Pharmacy as a career unfortunately can get repetitive – at least from my experience. Over time, many might find that things will get monotonous and dull. It is challenging to keep yourself interested in the job after a while. Even if you do change your workplace (for example, transferring to a different pharmacy), you’ll be mainly doing the same job, to quote a former colleague of mine – ‘same sh*t, different toilet’. In my opinion, it is easy to get stuck in the same position and not progress, not learning anything new. To overcome this, I do try my best to be intentional and reflective about my experience at work.


What is your advice to current or prospective MPharm students?

For prospective MPharm students, pharmacy can be a rewarding career. It provides you with transferable skill to work not only in a clinical setting, but you could also have a wide variety of career opportunities (research, academia, industry etc). It is also a job with stability and mobility as there are always career opportunities everywhere (just look at the number of pharmacies everywhere). Having said that, do not go for pharmacy just for the money or just because you don’t know what to study. You’ll almost definitely be disappointed if you were to do that. Follow your heart, find your niche.

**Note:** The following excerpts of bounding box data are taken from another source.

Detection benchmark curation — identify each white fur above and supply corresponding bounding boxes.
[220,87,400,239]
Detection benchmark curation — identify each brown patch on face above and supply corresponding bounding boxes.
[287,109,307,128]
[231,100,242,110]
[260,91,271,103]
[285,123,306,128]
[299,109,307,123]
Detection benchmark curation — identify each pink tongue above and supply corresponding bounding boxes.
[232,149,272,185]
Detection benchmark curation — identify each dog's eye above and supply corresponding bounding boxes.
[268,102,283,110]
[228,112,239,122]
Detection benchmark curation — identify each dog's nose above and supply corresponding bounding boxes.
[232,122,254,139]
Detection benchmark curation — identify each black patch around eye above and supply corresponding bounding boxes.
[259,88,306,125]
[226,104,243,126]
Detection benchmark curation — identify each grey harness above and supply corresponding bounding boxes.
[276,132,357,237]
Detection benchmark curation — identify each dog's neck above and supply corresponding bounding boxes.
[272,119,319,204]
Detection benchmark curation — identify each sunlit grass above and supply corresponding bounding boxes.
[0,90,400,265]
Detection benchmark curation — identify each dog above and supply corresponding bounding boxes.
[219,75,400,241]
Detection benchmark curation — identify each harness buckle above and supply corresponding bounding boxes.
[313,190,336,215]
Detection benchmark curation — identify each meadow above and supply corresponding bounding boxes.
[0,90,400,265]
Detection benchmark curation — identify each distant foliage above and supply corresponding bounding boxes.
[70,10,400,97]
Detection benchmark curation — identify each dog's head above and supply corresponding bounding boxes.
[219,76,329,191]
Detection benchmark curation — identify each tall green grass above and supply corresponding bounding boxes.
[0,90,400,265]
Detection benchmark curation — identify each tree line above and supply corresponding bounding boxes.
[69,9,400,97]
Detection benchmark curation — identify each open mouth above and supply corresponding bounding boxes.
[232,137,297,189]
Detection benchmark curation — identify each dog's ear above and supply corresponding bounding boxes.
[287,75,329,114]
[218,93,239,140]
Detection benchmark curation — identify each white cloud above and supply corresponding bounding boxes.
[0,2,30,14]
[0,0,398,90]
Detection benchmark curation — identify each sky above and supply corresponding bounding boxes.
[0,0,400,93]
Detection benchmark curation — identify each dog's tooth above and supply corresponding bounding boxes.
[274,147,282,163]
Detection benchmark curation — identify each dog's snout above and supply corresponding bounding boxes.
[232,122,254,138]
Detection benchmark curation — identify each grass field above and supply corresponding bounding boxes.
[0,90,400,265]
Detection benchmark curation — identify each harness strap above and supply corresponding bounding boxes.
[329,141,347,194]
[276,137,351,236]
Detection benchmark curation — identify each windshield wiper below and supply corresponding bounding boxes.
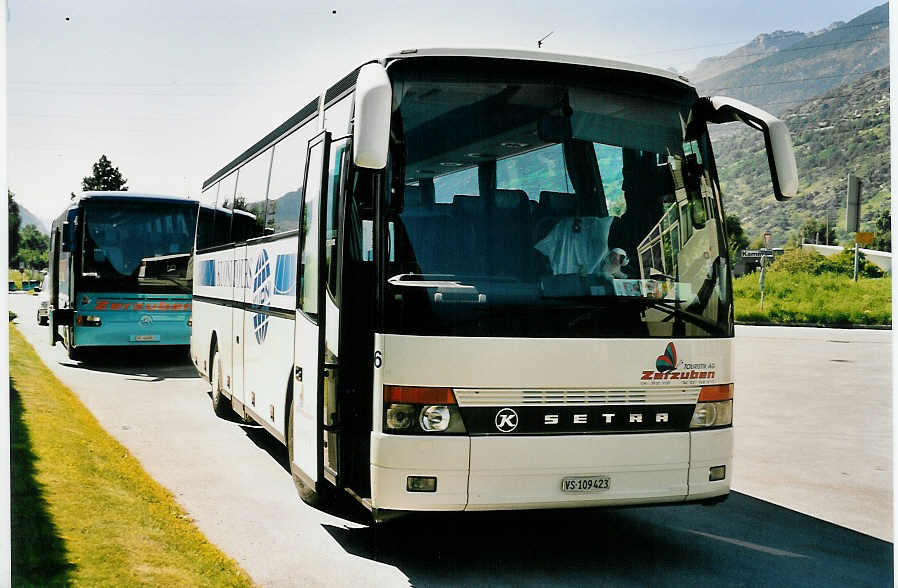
[387,273,476,290]
[627,298,720,333]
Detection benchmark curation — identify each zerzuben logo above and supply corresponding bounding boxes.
[496,408,518,433]
[253,249,271,345]
[640,341,717,385]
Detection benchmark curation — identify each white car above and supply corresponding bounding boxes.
[37,277,50,325]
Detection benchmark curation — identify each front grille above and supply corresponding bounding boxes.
[455,388,699,407]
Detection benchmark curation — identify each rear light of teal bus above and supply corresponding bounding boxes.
[75,314,103,327]
[383,386,466,435]
[689,384,733,429]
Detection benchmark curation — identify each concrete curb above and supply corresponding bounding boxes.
[735,321,892,331]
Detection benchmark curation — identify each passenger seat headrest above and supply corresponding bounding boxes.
[452,194,484,214]
[496,190,529,208]
[539,190,577,216]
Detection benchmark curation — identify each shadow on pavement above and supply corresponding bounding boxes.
[9,378,77,586]
[324,492,893,586]
[59,347,200,382]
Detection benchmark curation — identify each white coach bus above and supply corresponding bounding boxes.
[191,49,798,520]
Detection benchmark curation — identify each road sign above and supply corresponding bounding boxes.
[854,233,873,245]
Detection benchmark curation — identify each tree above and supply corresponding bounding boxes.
[725,214,748,259]
[6,188,22,266]
[19,225,50,269]
[81,155,128,190]
[799,218,836,245]
[873,205,892,251]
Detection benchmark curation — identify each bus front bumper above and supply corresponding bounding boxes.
[371,427,733,511]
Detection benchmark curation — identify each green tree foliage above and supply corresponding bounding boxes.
[725,214,748,259]
[19,225,50,269]
[6,188,22,265]
[798,218,836,245]
[81,155,128,190]
[873,206,892,251]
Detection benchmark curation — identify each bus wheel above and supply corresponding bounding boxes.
[287,400,333,508]
[209,345,233,418]
[66,343,84,361]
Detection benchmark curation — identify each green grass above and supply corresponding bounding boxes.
[9,326,252,586]
[733,271,892,325]
[9,269,44,290]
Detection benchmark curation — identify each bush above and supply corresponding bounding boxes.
[733,271,892,325]
[817,248,883,278]
[767,248,826,274]
[768,247,884,278]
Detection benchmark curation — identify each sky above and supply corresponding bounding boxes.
[6,0,881,226]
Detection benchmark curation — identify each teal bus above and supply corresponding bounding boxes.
[47,191,199,359]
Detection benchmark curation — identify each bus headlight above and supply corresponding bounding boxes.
[689,384,733,429]
[384,386,466,435]
[689,400,733,429]
[418,405,449,431]
[75,314,103,327]
[384,404,415,431]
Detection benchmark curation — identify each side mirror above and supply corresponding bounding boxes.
[352,63,393,169]
[707,96,798,200]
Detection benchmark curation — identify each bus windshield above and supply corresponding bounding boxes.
[82,201,197,292]
[383,58,732,337]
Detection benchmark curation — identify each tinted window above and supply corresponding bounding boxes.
[265,118,318,233]
[299,142,324,317]
[212,172,237,246]
[196,183,218,249]
[324,94,352,137]
[231,149,271,241]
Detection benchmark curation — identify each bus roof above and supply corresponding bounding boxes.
[72,190,196,206]
[387,47,692,87]
[203,47,694,190]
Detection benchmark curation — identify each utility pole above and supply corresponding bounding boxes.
[845,174,861,282]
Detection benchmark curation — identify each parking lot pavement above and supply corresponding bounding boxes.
[733,326,893,541]
[9,296,893,586]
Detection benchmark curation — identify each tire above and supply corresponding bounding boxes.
[65,327,84,361]
[209,344,234,418]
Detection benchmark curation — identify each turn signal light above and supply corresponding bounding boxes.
[384,386,455,404]
[384,386,465,435]
[75,314,103,327]
[698,384,733,402]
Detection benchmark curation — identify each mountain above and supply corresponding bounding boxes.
[16,199,50,235]
[693,4,889,114]
[685,31,808,84]
[712,67,891,246]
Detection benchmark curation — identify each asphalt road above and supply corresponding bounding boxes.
[9,295,893,586]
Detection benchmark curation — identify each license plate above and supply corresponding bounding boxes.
[561,476,611,493]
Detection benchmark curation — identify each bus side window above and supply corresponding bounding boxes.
[265,117,318,233]
[212,172,237,247]
[324,93,352,137]
[231,149,272,241]
[299,141,324,320]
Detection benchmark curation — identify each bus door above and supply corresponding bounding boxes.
[231,241,248,417]
[47,209,78,345]
[288,132,336,486]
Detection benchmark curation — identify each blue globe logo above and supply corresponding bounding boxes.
[253,249,271,345]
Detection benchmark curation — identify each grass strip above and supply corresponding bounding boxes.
[9,325,253,586]
[733,271,892,325]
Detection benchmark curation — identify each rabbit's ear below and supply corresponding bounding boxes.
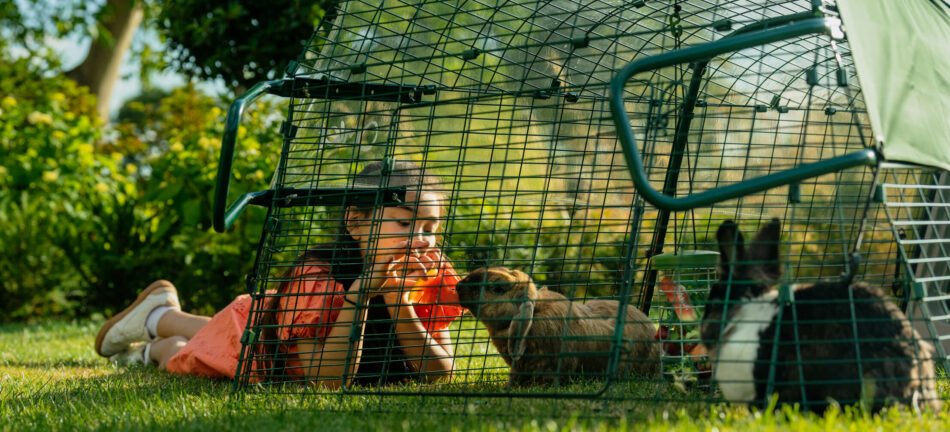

For current MPharm students, you are in good hands. Do your best, enjoy your university life. Pick up a new hobby and learn a new skill if you can, you may not have time to do that once you start working. Don’t stress too much about getting a job, most of us get a decent job after graduating anyway. Don’t plan things too much, things always work out, maybe not the way that you thought, but it will always work out. Good luck!